Figure 4 The ROC curves constructed by using the radiomics scores obtained from the models built using the combined CC and MLO features, CC features only, MLO features only; and the ROC curve constructed by using the probability obtained from the deep learning model. The AUC of the combined radiomics model is the highest, 0.82. The AUC of the deep learning model is the lowest, 0.61, likely due to the use of the whole image as the input.
Figure 5 The distribution of the radiomics scores predicted by using the combined model in the benign and malignant groups.

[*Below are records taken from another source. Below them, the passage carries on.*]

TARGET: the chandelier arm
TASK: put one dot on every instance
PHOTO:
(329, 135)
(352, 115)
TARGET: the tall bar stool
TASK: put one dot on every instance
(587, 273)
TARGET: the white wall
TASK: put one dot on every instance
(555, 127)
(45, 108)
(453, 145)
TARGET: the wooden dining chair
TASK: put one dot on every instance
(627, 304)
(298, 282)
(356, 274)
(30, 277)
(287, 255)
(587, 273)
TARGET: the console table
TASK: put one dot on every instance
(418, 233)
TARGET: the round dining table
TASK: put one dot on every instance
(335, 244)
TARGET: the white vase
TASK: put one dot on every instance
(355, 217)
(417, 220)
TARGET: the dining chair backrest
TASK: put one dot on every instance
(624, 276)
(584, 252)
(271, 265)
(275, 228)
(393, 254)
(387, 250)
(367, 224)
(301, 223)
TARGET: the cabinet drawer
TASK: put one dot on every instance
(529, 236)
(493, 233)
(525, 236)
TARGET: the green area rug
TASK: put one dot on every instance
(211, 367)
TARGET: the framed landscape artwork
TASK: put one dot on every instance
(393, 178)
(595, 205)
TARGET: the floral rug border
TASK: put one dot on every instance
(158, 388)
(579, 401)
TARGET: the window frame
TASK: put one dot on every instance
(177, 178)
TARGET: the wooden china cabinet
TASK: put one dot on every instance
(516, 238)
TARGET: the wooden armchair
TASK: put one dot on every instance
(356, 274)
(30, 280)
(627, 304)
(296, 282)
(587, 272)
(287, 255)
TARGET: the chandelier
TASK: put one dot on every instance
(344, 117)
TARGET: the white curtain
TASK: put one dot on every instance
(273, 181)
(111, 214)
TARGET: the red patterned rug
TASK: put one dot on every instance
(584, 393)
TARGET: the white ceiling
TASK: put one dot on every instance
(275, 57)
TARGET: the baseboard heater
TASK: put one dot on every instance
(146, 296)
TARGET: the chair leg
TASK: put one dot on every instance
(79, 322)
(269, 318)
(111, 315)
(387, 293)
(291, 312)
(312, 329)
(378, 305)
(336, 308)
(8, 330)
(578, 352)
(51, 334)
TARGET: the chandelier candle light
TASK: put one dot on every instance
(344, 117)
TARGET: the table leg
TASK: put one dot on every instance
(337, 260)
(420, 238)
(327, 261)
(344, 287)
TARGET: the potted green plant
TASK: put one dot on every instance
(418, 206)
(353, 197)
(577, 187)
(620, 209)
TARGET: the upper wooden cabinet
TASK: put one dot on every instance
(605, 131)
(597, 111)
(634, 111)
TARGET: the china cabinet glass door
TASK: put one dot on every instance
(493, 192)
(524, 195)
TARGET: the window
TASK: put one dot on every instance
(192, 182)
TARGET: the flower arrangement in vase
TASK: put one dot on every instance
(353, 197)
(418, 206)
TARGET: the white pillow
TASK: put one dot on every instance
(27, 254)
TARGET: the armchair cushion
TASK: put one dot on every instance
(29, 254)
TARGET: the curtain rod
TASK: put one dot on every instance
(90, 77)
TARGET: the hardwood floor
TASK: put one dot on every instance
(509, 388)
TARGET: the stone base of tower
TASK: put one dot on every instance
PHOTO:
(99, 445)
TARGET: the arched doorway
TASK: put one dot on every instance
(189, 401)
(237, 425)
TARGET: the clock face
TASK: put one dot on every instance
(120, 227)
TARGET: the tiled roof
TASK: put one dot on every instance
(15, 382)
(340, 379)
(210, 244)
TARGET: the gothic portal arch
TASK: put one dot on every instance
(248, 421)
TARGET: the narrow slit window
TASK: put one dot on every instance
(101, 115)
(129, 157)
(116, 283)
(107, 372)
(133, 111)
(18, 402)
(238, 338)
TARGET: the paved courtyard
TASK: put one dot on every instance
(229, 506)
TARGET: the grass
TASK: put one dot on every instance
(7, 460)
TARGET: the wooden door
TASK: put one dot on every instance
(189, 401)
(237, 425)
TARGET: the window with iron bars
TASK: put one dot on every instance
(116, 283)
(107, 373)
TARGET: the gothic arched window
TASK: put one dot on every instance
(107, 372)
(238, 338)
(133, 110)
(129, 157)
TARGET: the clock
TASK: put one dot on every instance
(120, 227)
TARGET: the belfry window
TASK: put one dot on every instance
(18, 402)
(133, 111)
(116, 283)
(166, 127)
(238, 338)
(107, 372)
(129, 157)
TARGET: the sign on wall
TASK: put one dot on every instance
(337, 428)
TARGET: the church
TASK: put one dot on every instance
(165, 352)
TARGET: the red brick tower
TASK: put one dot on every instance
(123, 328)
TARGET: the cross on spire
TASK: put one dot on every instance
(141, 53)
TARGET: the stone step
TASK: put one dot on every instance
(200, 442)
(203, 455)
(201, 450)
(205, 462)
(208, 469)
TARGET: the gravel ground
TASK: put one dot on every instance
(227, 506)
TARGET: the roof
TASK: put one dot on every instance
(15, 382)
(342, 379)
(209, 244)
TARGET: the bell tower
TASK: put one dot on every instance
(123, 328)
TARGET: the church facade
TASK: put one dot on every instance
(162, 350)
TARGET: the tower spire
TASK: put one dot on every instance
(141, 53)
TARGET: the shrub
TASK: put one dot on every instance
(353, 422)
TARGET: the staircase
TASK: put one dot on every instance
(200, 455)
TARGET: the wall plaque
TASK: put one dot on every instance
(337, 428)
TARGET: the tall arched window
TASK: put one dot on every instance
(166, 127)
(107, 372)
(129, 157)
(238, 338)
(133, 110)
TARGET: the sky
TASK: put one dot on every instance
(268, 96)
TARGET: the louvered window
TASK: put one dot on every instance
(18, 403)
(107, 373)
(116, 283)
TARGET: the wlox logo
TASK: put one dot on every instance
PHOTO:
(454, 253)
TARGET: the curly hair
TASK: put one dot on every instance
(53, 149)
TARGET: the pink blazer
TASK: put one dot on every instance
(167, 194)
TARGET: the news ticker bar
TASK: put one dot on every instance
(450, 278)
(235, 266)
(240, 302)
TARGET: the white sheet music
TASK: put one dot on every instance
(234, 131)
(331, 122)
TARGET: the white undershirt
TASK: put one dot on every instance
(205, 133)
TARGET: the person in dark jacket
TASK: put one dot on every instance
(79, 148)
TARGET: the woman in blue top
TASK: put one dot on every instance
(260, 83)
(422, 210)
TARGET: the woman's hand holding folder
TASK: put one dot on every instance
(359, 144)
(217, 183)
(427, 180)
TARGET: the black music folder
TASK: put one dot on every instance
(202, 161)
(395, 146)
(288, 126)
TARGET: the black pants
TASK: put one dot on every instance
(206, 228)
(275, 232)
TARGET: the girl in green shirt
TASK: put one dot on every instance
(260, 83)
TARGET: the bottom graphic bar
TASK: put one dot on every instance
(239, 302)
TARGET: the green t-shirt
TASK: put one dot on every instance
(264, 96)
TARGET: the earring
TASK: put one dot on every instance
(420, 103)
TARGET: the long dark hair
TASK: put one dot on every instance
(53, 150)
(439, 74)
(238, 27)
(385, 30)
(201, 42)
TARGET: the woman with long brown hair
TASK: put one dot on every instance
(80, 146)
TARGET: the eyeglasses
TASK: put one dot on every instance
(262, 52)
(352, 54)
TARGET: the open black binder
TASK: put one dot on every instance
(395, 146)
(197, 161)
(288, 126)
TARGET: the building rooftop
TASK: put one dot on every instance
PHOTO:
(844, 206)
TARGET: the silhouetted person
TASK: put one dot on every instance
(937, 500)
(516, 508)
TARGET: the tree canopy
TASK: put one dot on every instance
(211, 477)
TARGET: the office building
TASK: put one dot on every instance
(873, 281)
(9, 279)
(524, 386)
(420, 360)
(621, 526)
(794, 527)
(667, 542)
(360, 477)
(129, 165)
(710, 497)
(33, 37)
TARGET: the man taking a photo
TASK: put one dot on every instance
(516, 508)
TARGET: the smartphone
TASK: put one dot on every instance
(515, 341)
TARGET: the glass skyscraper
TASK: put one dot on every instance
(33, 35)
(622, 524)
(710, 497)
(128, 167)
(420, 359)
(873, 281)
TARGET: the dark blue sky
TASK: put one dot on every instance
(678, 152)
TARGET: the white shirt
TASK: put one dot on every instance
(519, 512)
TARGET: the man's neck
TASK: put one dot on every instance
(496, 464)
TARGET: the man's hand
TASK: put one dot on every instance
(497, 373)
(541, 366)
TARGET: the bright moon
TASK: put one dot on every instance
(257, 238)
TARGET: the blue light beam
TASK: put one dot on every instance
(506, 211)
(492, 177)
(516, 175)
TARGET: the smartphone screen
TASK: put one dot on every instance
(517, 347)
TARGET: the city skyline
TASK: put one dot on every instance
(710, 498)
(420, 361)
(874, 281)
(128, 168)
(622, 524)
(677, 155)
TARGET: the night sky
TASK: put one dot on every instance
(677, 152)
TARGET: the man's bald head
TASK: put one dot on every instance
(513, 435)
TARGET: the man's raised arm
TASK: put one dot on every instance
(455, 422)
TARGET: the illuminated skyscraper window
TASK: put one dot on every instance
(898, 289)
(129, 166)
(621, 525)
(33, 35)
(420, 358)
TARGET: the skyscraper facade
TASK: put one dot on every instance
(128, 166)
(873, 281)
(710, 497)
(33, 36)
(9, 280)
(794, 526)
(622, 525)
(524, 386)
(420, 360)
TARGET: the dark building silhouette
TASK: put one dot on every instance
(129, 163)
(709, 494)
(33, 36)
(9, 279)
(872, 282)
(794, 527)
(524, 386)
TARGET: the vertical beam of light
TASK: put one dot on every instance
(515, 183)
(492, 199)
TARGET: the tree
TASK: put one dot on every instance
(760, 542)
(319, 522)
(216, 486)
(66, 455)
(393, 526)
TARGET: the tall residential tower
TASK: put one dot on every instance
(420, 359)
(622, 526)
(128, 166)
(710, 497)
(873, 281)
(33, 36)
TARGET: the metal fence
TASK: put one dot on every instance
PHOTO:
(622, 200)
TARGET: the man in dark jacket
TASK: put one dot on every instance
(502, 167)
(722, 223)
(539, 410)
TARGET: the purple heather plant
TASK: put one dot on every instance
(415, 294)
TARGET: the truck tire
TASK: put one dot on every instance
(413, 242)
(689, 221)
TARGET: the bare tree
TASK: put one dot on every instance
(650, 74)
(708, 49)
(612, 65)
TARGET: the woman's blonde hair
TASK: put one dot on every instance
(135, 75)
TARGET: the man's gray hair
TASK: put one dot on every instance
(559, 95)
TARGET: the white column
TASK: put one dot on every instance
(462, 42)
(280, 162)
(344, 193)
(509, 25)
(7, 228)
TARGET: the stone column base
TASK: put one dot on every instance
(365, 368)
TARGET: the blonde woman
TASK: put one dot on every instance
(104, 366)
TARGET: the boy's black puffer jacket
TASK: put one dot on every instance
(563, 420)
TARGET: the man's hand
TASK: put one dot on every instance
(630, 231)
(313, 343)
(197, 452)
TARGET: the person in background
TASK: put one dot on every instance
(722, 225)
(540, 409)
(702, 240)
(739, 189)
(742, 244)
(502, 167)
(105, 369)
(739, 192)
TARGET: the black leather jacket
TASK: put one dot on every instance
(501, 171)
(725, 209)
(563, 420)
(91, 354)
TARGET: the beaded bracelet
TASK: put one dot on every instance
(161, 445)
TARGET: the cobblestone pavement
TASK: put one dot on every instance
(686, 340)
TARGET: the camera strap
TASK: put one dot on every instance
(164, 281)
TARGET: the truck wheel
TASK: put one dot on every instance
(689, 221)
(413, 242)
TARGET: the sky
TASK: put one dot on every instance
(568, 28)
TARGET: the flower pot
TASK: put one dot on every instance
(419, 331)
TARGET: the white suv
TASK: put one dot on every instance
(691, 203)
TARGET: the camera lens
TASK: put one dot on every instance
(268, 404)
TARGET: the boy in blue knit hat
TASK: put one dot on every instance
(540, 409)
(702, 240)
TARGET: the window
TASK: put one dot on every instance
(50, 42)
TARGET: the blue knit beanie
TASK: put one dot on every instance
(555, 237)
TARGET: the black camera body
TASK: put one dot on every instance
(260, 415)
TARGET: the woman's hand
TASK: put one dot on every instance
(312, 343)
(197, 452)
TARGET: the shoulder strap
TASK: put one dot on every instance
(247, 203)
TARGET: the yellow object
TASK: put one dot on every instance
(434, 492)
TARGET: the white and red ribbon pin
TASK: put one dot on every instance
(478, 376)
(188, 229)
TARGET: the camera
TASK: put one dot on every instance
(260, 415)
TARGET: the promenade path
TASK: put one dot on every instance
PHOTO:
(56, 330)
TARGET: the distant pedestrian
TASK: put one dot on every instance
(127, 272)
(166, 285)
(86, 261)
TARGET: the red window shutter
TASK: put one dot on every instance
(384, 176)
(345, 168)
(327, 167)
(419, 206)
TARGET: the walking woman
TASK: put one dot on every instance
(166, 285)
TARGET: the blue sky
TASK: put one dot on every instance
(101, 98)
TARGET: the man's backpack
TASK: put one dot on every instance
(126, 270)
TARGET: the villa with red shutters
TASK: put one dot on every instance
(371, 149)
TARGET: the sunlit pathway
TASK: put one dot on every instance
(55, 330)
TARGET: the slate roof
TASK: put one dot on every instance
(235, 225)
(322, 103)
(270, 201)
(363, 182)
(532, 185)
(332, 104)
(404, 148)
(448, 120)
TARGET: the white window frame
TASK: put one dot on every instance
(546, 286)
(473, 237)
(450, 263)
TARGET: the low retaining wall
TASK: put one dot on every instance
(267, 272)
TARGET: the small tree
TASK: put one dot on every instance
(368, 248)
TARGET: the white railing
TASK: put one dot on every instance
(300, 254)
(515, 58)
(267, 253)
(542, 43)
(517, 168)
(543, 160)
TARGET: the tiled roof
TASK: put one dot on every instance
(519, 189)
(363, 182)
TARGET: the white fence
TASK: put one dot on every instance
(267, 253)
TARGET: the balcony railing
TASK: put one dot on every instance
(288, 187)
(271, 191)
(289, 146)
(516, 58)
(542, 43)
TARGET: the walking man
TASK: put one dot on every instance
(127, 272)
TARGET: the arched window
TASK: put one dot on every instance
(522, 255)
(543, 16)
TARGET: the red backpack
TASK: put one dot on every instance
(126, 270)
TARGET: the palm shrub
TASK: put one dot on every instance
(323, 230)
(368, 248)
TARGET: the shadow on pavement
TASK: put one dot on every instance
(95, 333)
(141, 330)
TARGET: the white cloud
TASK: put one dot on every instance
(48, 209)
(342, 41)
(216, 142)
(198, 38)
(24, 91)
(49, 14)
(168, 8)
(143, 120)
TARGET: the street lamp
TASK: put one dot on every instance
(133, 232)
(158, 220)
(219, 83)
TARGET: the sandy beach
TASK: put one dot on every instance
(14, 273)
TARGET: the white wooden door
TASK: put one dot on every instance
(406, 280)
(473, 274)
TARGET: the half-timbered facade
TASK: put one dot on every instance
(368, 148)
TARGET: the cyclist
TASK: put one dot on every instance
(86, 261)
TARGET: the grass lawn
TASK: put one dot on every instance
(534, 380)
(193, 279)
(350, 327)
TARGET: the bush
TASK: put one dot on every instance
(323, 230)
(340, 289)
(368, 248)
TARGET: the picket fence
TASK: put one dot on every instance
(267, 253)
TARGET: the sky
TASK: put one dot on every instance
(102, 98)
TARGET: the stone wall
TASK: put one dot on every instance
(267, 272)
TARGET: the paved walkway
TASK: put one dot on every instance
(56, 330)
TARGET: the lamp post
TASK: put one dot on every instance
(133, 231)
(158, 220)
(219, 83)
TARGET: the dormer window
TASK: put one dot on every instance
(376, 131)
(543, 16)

By using the threshold of 0.5 as the cut-off value, there are 136 true-positive, 84 true-negative, 39 false-negative, and 39 false-positive cases, with an overall accuracy of 220/298 = 74%.
Deep learning analysis
The results predicted by the deep-learning model yielded an AUC of 0.61, much worse compared to those achieved by the radiomics models (all significant, p<0.01). This is due to the use of the whole image as input, which is a much more challenging task. One important feature of deep learning is to use the Grad-CAM maps to localize the suspicious area, as shown in Figures 6–8. Although deep learning did not reach a high diagnostic accuracy, it could localize the area with architectural distortion very well. In contrast, when the developed model was applied to the corresponding mammography of the same patient, the detected area was much larger, almost covering the entire dense tissues (Figures 7, 8), and had a worse diagnostic performance. The results suggest that deep learning is highly applicable to analyzing the DBT image to select the suspicious area for further diagnosis, e.g., by using the radiomics models.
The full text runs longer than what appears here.